Today, I went to the Coolidge Corner Theatre in Brookline to attend a screening of A Real Pain starring Kieran Culkin and Jesse Eisenberg (who also wrote and directed the film).
Before getting to the substance of A Real Pain, this was my first time attending a movie at Coolidge Corner since attending a screening of Midnight Cowboy in July 2023. In the year and a half which has followed, the 90-year-old plus movie house has undergone a renovation which has made it quite the attraction again.
I actually tried to see A Real Pain on Friday night, but all showings were sold out. Back in August, I had plans to see 2001: A Space Odyssey, but it too was sold out. Having been burned twice, I made the point of buying my ticket online and sent to my phone. The wonders of post-modern technology.
A Real Pain is a story of two cousins who fly to Poland to honor their recently deceased grandmother who had survived the Holocaust. The two cousins are part of a tour group which views the Warsaw Ghetto and the Majdanek concentration camp before leaving the tour to find their grandmother's childhood home.
The two cousins, while close since childhood, are polar opposites in terms of temperament and disposition. Benji (Culkin) is the outgoing life of the party who was closer of the two to his grandmother while David (Eisenberg) is more analytical and reserved. Benji is whiling the way the hours smoking weed while David is juggling a wife, child and a job in the hi-tech sector.
Both men, however, are shielding demons.

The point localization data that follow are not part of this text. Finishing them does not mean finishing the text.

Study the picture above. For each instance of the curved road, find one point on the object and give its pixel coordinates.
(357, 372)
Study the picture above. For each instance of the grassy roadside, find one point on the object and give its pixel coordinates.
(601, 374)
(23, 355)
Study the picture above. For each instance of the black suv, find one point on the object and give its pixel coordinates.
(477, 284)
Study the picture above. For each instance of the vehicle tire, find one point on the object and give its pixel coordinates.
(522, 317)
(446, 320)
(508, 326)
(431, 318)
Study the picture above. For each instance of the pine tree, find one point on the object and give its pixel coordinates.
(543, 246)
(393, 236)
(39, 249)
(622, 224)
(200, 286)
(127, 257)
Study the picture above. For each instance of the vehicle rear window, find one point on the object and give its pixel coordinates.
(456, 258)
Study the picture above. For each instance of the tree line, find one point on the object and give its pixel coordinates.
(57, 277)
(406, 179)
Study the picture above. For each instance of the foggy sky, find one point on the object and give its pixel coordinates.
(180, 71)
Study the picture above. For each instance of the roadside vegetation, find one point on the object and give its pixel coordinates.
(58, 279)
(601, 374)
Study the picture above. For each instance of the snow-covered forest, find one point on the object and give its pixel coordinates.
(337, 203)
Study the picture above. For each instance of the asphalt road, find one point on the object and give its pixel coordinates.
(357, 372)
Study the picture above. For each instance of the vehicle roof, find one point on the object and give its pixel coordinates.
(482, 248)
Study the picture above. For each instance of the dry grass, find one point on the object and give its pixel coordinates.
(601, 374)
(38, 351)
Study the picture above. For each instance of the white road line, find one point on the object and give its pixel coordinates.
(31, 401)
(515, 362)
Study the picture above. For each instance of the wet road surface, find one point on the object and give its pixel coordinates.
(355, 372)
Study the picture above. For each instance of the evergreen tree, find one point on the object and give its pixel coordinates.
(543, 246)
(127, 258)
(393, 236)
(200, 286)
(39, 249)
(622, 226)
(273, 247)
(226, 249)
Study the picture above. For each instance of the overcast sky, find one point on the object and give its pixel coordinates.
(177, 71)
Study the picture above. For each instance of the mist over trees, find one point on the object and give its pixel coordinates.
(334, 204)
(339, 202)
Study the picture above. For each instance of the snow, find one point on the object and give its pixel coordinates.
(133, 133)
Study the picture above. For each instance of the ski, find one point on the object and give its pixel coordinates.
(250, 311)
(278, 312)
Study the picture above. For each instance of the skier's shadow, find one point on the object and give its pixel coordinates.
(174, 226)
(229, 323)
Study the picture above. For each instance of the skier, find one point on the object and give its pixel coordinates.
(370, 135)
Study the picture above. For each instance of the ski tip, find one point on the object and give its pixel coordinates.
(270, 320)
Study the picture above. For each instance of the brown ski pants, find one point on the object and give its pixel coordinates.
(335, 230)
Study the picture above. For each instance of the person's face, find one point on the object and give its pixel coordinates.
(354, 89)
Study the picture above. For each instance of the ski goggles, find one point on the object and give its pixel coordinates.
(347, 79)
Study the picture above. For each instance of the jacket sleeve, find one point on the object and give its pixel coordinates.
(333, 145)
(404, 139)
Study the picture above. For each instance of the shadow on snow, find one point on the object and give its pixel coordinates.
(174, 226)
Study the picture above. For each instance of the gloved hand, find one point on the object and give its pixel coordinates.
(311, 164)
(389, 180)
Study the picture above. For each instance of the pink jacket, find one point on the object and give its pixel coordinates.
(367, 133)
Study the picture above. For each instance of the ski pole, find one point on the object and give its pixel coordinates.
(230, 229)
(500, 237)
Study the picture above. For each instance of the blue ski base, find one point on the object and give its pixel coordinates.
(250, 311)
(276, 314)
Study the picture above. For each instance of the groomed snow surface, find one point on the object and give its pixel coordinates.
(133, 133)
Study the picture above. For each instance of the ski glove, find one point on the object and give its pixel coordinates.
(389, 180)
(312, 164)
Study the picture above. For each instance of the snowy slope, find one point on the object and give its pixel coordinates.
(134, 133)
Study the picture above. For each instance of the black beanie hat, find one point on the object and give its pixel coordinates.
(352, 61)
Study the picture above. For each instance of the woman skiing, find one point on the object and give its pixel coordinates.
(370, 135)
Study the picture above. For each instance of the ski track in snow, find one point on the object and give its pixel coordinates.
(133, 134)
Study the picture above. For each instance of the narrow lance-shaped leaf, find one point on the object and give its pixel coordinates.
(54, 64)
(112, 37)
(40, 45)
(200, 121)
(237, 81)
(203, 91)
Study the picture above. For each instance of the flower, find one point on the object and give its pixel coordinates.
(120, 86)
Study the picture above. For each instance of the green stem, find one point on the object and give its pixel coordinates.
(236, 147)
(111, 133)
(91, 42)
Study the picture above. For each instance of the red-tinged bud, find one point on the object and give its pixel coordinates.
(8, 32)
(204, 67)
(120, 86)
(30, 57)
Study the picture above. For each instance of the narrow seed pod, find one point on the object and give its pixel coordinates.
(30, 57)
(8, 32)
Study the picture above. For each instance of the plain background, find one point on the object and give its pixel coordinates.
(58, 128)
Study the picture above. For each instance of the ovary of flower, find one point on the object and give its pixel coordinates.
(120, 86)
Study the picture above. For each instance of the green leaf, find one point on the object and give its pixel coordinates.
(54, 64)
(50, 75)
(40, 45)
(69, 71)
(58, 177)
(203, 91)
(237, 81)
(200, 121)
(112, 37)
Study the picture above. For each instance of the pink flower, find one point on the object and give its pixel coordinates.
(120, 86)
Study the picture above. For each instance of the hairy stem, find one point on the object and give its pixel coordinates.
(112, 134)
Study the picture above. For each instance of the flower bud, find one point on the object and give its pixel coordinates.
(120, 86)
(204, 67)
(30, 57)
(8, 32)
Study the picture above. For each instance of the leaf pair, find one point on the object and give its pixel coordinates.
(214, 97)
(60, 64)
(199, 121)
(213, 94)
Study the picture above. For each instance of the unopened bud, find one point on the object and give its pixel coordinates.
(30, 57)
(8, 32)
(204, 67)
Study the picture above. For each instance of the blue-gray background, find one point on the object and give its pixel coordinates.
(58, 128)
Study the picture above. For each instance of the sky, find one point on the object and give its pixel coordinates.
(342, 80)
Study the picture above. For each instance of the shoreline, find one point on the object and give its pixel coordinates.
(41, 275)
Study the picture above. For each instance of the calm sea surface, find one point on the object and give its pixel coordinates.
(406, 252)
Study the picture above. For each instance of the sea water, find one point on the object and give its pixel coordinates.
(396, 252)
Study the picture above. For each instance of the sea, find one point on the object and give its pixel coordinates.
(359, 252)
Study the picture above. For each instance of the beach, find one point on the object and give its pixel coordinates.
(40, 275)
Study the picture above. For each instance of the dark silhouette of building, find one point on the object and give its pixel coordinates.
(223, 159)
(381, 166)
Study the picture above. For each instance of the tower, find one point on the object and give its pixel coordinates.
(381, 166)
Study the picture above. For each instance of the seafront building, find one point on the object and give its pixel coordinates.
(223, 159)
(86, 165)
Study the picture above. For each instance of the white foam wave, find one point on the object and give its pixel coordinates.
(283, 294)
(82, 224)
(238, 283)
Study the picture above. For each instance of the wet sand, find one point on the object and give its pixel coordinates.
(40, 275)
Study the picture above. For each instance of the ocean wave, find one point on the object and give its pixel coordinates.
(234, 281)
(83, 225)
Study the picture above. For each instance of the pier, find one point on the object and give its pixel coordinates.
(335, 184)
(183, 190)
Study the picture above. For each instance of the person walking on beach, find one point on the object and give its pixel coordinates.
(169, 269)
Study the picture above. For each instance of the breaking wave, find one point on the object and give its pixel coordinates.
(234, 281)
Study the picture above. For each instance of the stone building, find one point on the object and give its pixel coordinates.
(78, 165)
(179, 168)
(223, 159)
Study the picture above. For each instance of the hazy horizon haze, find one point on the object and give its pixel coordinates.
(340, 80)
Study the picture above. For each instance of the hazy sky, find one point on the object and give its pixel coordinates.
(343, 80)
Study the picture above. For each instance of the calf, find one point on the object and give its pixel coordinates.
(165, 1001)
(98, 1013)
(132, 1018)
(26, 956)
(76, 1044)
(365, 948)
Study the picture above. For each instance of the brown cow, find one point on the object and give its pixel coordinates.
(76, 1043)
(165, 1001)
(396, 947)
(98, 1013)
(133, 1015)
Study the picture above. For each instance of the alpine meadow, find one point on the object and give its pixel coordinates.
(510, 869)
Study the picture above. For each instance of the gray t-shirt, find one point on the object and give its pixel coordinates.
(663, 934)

Benji is manic-depressive and prone to fits of anger wondering why they are traveling to a concentration camp by train in first class as he thinks of his grandmother. David's turmoil revolves around worrying about Benji and his moods while at the same time envying him for being the guy everyone loves and his outward fearlessness.
The sense I got is that despite their visit to Poland to get in touch with what their grandmother endured, the experience doesn't really change them much. David goes back to wife, child and job in New York while Benji is back at the airport where we found him at the beginning of the movie having nowhere really to go. Their real pain shall remain with them.
I was aware that Jennifer Grey was in the movie, but did not recognize her until the credits rolled. Grey plays Marcia, a divorcee whose mother was a Holocaust survivor. Benji and Marcia flirt with each other a bit but it doesn't go beyond that. Grey is old enough to be Culkin's mother (she is 64 while he is 42). Whatever her age, Jennifer Grey is sexy as all hell, and I don't care who knows.
A Real Pain has been nominated for and won several prestigious awards particularly for Culkin's acting and Eisenberg's screenplay. I will not be surprised if Golden Globe and Oscar nominations are to follow.